Mit Ola haben sie einen starken lokalen Wettbewerber, was unternehmen Sie konkret, um aufzuholen?
Wir müssen einfach den besseren Service anbieten. Für den Konsumenten sind die Wechselkosten zwischen zwei Apps unglaublich niedrig. Er schaut in die eine App, und wenn kein Fahrzeug in der Nähe sein sollte, schaut er in die andere. Deshalb ist es unser Ziel, dass unsere Nutzer bei Uber immer ein gutes Erlebnis haben.
Was ist der größte Unterschied zwischen dem indischen und dem deutschen Markt?
Natürlich ist mir als erstes aufgefallen, wie weit entwickelt Uber bereits in Indien ist. Die Inder haben die Technologie nicht nur angenommen und vollkommen für sich ausgenutzt, sie haben mit Olà auch einen ernstzunehmenden Wettbewerber ins Rennen geschickt.

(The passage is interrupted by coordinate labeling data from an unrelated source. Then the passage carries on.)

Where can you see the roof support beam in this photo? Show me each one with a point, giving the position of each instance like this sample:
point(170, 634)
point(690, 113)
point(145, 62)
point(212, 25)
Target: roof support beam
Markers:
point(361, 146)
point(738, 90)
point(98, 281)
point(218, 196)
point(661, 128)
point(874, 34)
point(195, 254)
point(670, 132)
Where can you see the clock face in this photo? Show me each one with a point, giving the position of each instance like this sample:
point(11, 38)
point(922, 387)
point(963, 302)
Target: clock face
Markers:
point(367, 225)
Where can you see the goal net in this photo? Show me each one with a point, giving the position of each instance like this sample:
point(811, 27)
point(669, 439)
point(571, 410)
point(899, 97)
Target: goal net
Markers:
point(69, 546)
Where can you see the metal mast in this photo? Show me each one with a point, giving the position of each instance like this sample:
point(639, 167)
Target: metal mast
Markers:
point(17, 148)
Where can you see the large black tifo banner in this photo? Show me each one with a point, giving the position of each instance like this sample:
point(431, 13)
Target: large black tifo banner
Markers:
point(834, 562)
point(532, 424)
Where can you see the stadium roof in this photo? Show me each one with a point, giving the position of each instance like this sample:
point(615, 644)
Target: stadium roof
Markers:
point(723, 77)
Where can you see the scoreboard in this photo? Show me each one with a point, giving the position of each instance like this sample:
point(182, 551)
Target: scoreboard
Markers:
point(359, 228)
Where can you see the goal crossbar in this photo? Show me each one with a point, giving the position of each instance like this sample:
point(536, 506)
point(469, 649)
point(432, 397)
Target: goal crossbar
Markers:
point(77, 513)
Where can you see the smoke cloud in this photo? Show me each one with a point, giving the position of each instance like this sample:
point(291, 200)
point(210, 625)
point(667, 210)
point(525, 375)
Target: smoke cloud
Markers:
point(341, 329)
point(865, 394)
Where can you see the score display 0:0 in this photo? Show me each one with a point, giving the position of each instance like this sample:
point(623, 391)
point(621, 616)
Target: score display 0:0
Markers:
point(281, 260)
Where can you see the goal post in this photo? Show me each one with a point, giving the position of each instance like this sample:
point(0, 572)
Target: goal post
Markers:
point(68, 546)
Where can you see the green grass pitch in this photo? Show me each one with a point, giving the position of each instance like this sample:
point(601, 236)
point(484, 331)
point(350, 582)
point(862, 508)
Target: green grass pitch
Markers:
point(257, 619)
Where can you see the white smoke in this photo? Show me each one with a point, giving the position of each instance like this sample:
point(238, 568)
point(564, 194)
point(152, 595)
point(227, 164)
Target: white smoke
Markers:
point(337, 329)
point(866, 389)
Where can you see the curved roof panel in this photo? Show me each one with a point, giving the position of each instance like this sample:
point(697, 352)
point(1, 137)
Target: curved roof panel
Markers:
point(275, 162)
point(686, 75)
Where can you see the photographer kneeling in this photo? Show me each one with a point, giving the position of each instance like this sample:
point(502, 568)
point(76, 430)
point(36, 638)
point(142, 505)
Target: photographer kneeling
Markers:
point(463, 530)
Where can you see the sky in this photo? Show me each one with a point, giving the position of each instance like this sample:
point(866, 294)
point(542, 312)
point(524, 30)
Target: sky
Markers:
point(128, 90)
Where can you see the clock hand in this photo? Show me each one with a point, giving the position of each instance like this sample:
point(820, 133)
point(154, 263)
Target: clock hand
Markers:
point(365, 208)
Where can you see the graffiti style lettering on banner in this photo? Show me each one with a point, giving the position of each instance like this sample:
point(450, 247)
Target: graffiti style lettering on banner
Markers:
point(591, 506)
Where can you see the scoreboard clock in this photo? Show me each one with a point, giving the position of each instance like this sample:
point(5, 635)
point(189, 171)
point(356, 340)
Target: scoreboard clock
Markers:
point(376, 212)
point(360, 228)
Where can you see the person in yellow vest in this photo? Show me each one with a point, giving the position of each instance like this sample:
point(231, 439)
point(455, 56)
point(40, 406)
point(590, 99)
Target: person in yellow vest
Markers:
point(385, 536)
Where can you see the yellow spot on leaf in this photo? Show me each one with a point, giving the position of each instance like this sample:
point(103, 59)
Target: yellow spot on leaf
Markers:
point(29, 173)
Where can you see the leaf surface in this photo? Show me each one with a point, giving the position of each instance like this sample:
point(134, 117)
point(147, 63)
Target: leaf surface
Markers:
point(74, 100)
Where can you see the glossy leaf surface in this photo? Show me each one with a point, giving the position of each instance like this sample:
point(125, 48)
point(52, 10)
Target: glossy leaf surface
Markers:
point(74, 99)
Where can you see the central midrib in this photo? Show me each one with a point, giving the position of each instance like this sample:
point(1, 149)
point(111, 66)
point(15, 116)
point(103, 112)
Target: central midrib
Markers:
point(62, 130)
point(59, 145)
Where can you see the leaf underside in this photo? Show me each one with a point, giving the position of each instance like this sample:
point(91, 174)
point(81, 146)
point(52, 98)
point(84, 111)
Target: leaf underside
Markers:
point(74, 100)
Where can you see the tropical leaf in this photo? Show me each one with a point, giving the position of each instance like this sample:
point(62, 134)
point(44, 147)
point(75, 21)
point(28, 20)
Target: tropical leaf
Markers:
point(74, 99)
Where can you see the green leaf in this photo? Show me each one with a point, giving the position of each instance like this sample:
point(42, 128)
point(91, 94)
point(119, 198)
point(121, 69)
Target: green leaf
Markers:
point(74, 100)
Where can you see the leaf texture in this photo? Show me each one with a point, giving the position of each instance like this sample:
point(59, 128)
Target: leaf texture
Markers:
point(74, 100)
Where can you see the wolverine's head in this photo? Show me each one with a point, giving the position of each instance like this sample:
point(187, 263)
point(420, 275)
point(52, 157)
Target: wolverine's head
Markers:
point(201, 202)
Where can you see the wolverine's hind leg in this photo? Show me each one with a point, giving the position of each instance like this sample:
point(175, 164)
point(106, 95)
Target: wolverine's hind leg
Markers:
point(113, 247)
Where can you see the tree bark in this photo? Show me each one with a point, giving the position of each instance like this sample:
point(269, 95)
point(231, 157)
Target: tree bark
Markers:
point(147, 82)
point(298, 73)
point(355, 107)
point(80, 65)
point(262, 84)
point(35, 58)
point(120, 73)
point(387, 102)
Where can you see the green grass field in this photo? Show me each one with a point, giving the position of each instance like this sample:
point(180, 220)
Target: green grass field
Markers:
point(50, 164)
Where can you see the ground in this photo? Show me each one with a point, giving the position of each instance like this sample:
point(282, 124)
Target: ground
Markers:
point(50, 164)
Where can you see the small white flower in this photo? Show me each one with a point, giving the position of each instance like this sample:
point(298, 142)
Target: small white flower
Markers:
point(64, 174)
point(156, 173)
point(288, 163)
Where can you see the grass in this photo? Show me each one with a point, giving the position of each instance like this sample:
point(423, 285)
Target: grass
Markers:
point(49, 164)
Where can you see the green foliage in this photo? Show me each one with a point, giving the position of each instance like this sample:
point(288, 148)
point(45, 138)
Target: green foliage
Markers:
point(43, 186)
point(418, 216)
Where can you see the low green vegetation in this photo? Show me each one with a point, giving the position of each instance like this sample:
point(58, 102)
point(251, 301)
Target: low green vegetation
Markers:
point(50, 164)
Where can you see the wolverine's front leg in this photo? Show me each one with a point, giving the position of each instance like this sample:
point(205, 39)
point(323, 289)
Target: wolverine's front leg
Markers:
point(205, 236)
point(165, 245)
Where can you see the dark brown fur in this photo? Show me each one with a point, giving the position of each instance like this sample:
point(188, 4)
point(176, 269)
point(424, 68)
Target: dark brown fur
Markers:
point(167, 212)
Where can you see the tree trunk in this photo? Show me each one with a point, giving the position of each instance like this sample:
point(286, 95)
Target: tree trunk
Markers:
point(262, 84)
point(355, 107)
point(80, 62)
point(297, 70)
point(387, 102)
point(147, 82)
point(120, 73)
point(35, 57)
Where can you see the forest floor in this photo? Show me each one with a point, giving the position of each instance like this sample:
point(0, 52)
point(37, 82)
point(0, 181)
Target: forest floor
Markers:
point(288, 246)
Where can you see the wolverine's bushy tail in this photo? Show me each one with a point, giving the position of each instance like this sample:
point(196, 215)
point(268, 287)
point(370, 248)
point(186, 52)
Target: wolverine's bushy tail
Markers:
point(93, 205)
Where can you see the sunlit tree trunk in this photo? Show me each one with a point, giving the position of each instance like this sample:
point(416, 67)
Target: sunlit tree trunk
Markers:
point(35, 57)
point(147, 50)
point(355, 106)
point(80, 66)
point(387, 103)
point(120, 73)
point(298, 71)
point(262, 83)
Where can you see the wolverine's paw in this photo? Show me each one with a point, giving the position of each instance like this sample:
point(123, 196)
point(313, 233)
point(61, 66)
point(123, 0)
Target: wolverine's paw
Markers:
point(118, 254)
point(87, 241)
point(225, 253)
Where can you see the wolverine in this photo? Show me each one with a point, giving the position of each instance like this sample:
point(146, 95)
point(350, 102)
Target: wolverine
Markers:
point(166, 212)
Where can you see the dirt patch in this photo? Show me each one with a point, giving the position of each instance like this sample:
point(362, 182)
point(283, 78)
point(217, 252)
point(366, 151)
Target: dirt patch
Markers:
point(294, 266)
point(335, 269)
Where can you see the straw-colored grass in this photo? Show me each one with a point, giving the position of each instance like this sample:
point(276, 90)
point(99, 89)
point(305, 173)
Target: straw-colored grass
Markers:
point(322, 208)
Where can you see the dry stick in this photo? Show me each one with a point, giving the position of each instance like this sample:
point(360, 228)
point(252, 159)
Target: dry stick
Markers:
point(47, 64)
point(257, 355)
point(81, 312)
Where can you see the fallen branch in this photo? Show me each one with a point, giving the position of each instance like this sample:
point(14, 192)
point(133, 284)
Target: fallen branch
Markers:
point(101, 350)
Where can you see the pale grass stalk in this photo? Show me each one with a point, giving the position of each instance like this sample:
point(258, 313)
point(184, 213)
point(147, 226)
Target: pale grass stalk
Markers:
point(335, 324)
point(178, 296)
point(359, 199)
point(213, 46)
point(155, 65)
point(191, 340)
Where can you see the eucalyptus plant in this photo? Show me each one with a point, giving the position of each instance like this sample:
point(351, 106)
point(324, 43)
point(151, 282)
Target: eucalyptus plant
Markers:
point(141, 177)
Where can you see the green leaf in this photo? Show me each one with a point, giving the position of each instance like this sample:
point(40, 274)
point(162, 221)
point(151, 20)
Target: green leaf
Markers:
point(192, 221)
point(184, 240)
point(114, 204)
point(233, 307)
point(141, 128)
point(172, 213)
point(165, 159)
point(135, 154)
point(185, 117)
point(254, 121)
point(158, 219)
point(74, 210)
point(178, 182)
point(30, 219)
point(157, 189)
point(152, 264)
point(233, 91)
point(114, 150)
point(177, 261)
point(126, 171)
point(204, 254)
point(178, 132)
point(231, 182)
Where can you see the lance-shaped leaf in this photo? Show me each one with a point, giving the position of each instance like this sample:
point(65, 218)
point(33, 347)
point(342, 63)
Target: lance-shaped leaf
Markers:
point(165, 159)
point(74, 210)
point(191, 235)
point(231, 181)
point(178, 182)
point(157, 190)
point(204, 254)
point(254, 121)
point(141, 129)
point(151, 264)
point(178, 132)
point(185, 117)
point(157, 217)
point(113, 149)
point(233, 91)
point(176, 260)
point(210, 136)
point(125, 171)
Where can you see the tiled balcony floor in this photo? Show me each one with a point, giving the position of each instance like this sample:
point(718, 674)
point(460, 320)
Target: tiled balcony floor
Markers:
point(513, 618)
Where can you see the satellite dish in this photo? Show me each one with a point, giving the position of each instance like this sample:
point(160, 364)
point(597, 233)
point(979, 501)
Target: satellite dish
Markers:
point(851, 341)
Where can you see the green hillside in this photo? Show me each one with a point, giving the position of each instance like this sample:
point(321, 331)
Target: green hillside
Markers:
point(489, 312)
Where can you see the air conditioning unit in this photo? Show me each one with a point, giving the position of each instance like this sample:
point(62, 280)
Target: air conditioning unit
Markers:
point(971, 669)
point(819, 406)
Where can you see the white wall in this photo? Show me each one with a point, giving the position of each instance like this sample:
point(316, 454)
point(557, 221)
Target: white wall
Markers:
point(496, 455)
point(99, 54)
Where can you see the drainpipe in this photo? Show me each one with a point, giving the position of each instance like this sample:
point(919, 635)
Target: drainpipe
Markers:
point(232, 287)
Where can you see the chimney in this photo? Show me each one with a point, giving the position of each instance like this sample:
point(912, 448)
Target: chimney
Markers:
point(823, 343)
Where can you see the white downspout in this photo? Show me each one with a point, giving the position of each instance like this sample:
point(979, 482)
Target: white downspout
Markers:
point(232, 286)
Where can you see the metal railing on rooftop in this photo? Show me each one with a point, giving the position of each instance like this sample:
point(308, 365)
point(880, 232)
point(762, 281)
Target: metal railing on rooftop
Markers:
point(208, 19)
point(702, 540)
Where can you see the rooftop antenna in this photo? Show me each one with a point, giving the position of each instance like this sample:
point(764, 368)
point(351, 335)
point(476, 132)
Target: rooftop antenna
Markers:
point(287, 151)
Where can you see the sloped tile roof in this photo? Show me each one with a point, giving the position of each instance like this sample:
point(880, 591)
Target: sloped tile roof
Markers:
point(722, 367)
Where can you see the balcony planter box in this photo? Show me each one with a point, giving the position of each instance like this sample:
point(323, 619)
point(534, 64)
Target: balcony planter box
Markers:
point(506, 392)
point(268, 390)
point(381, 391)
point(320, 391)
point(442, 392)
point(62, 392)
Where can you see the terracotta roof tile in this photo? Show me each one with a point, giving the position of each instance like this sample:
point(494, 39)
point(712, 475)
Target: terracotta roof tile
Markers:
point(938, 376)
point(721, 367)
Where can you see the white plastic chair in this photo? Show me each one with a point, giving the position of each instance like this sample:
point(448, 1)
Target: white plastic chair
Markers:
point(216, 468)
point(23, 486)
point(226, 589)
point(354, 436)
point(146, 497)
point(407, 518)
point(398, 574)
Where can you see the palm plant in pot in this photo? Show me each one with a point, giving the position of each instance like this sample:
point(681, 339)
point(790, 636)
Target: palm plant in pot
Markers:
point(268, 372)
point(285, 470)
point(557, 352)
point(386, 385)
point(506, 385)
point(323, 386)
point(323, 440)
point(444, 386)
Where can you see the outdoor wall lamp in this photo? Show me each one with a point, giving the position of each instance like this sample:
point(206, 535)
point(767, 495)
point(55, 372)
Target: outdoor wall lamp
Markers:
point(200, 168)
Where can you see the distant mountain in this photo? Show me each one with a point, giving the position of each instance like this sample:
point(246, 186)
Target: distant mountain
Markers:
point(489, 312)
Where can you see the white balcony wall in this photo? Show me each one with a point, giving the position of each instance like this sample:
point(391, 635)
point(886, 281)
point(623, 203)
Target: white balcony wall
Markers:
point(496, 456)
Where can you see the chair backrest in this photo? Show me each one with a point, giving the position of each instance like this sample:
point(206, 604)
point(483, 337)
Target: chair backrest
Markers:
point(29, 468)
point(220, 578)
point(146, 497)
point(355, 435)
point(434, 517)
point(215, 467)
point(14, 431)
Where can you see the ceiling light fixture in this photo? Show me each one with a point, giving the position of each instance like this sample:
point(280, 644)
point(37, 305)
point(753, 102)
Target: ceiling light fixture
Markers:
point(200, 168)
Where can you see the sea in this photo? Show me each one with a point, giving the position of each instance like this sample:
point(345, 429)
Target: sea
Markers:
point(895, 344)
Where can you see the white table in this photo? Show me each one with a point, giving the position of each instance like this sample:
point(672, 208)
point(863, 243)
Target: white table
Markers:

Man kann sagen, dass Inder bei technologischen Innovationen lange nicht so zaghaft sind wie wir Deutschen.
Wie unterscheiden sich speziell die regulatorischen Umfelder zwischen Europa und Indien?
Vor allem kann man in Indien wesentlich schneller und einfacher Fahrer werden. In Deutschland müssen Sie, um in einer Stadt wie Berlin einen Personenbeförderungsschein zu erlangen, jede einzelne Straße auswendig kennen. Die angehenden Fahrer bereiten sich dafür drei Monate vor und fallen dann trotzdem zu zwei Dritteln trotzdem. Wenn Sie dann noch selbstständiger Fahrer mit einem eigenen Unternehmen werden wollen, müssen noch einmal drei Monate draufrechnen. Da werden dann Buchungssätze etc. abgefragt – ein halbes BWL-Studium. Die meisten Interessenten melden sich dann lieber arbeitslos, als durch sechs Monate Prüfungsstress zu gehen, um dann noch nicht einmal die Gewissheit zu haben, ob sie bestehen. In Indien dauert das Ganze eine Woche, und sie stehen in Lohn und Brot.